Une participation de 18% valorisée à quelque 6 milliards de livres, l’équivalent de 7,5 milliards d’euros. La banque et le fonds ont refusé hier de commenter. Plus prudemment, le Telegraph a souligné dans le sillage de son confrère que la sortie de Temasek a déjà été évoquée par le passé et cite des sources estimant que l’annonce du Financial Times pourrait bien être le fruit de l’intérêt des banquiers à ramener le dossier sur le devant de la scène.
Il n’empêche, l’affaire met en lumière au-delà des orientations stratégiques du portefeuille de Temasek (vers les matières premières particulièrement) l’attrait relatif du secteur bancaire pour les investisseurs.
Citant des sources proches, le FT croit savoir que Temasek a rencontré plusieurs investisseurs au cours des derniers mois, sans qu’aucune discussion formelle ne soit actuellement à l’œuvre.
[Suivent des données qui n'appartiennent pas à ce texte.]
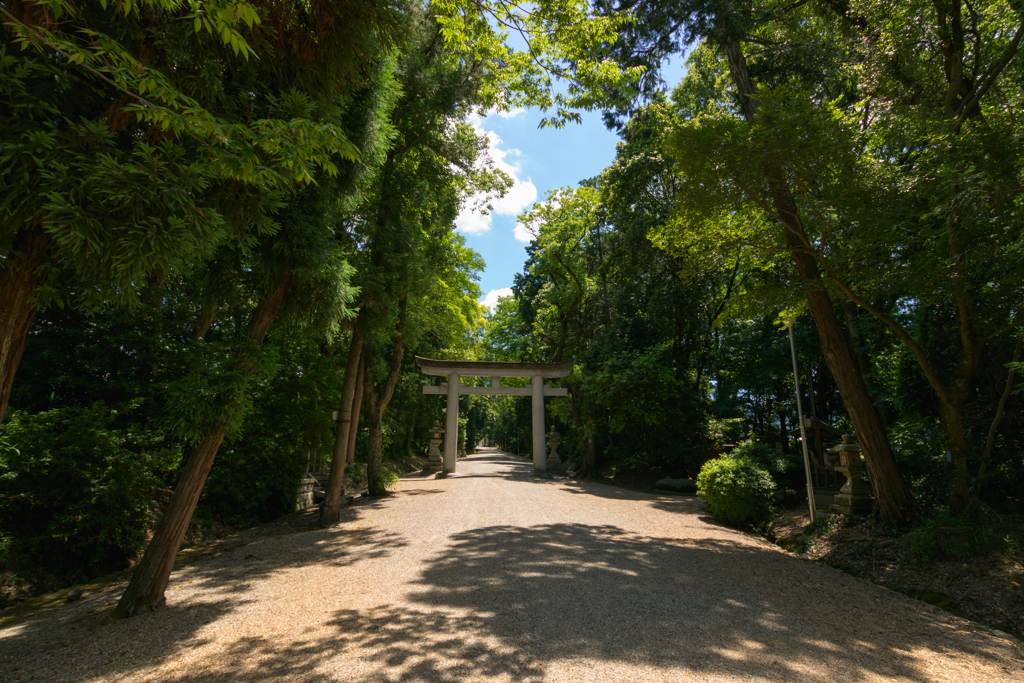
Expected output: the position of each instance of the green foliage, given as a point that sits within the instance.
(737, 491)
(778, 465)
(78, 491)
(386, 480)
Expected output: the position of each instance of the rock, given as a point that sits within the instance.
(938, 599)
(678, 485)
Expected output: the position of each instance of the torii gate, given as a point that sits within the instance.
(496, 371)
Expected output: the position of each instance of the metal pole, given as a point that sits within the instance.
(803, 434)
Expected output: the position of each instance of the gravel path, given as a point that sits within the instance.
(497, 575)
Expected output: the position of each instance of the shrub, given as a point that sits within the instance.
(77, 495)
(736, 489)
(780, 466)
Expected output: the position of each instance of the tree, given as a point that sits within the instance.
(126, 154)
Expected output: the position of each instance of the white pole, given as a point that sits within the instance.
(803, 434)
(540, 460)
(452, 424)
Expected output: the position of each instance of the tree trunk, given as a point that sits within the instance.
(336, 480)
(206, 318)
(377, 400)
(150, 579)
(25, 271)
(952, 423)
(589, 465)
(986, 456)
(353, 431)
(893, 498)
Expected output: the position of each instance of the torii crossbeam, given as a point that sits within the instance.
(455, 370)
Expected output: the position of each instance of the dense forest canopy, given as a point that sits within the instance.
(222, 222)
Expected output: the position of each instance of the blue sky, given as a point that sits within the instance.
(539, 160)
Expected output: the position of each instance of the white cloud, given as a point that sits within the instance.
(494, 295)
(522, 232)
(511, 114)
(521, 195)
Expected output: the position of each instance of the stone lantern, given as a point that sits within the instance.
(435, 463)
(554, 463)
(855, 496)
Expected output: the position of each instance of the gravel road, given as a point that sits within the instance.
(494, 574)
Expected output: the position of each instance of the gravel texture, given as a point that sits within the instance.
(495, 574)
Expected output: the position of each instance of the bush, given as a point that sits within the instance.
(737, 491)
(780, 466)
(77, 496)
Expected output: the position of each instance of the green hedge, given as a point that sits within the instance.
(737, 491)
(77, 495)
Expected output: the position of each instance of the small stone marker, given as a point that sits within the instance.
(435, 463)
(554, 462)
(678, 485)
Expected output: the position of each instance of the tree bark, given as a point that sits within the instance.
(353, 431)
(584, 428)
(206, 318)
(148, 582)
(377, 400)
(25, 271)
(999, 412)
(409, 433)
(336, 480)
(893, 498)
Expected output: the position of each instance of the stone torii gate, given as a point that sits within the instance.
(455, 370)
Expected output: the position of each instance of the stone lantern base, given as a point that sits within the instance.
(854, 498)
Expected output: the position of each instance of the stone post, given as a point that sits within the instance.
(452, 424)
(540, 461)
(554, 463)
(434, 461)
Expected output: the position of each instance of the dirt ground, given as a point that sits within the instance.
(986, 589)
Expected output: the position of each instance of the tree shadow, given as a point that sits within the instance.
(203, 590)
(521, 603)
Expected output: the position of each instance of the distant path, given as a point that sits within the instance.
(498, 575)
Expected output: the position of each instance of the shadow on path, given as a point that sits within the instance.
(507, 602)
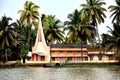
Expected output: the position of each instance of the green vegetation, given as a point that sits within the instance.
(17, 38)
(90, 65)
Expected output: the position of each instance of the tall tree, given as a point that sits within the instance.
(79, 29)
(112, 40)
(7, 34)
(115, 9)
(29, 15)
(52, 28)
(94, 11)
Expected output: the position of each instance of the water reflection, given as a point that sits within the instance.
(36, 73)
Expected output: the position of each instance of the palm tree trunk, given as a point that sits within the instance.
(98, 38)
(6, 56)
(81, 51)
(28, 33)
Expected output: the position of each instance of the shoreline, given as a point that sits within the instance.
(48, 65)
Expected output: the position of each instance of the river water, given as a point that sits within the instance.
(38, 73)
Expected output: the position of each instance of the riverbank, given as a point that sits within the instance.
(91, 65)
(78, 65)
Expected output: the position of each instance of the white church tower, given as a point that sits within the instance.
(40, 51)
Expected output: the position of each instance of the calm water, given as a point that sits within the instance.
(36, 73)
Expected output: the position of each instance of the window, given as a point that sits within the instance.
(61, 58)
(53, 58)
(60, 51)
(42, 58)
(69, 58)
(78, 58)
(69, 51)
(91, 57)
(86, 58)
(52, 51)
(99, 57)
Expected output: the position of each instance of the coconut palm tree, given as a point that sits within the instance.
(79, 29)
(115, 9)
(112, 40)
(29, 15)
(52, 28)
(94, 11)
(7, 34)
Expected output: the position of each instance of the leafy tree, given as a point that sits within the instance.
(79, 29)
(94, 11)
(112, 40)
(7, 34)
(52, 29)
(29, 15)
(115, 9)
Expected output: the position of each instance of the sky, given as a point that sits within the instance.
(59, 8)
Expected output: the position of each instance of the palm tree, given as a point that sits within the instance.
(52, 28)
(94, 11)
(116, 11)
(7, 34)
(112, 40)
(79, 29)
(29, 15)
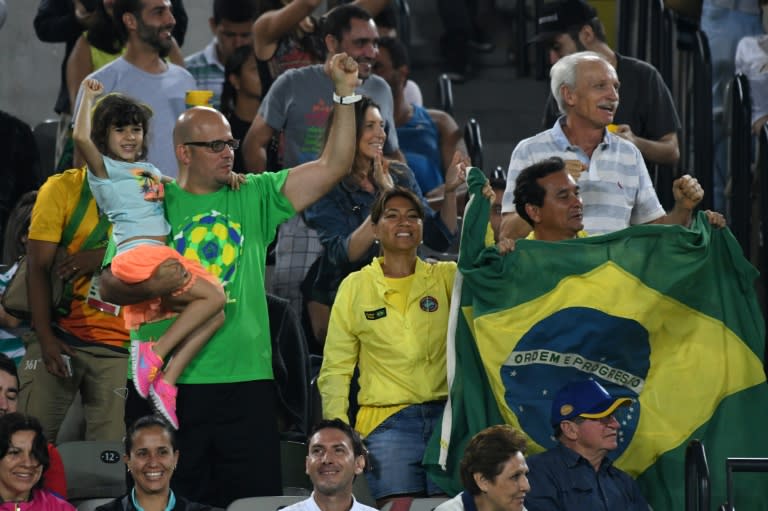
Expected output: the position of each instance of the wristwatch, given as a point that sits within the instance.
(346, 100)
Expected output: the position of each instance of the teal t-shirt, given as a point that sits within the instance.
(228, 232)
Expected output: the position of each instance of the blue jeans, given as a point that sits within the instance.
(724, 28)
(396, 448)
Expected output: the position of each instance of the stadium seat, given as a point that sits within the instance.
(410, 504)
(93, 469)
(91, 504)
(292, 461)
(45, 139)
Le calendrier souhaité par Temasek a certes pu pâtir de la chute de 20% du cours de StanChart le mois dernier après que la banque a convenu de verser 340 millions de dollars aux autorités américaines en échange de l’abandon de poursuites relatives au respect des sanctions imposées à l’Iran.
Le fonds singapourien pourrait bien tout de même tirer parti de la valorisation actuelle de StanChart, dont l’activité très majoritairement orientée vers l’Asie, l’Afrique et le Moyen-Orient lui a permis de résister en termes de capitalisation face à ses rivales internationales.
Temasek a fait son entrée au capital il y a six ans à hauteur de 11,5% pour un peu moins de 2,3 milliards de livres. Si ses perspectives peuvent séduire des concurrentes soucieuses de diversification, sa capitalisation, qui a bondi de 60% depuis 2005 à 35 milliards de livres, peut constituer un obstacle. Elle représente 1,4 fois la valeur comptable, deux fois plus que la plupart des grands noms du secteur bancaire.
Sur la foi de liens historiques avec StanChart, les deux quotidiens britanniques ont cité hier une hypothétique occasion d’agir pour JPMorgan ou Santander. Le Telegraph assure qu’en cas d’offensive, «HSBC serait contrainte de répondre par une contre-offre».